Monsieur l'Ambassadeur,

1. Je suis heureux de recevoir les Lettres qui vous accréditent comme Ambassadeur de la République bolivarienne du Venezuela près le Saint-Siège, à l'occasion de cette rencontre qui m'offre également l'heureuse opportunité de vous souhaiter la plus cordiale bienvenue, au moment où vous assumez les fonctions dont votre gouvernement vous a chargé.

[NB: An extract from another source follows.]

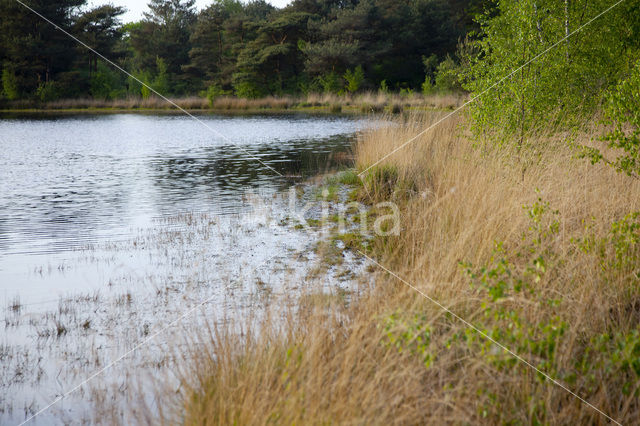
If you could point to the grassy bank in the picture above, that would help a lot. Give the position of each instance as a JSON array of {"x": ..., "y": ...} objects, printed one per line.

Je désire également vous exprimer ma sincère reconnaissance pour vos paroles courtoises, ainsi que pour le salut respectueux du Président de la République, M. Hugo Rafael Chávez Frías, dont vous vous êtes fait l'interprète, en vous priant de lui faire parvenir mes remerciements, ainsi que mes sentiments sincères de proximité et d'affection pour le peuple vénézuélien, pour lequel je prie le Tout-Puissant afin que, dans la situation actuelle de sa vie sociale et économique, il recherche avec ténacité les solutions les plus appropriées pour parvenir à des objectifs toujours plus élevés de justice, de solidarité et de progrès, selon l'esprit chrétien qui a tant contribué à forger votre identité nationale.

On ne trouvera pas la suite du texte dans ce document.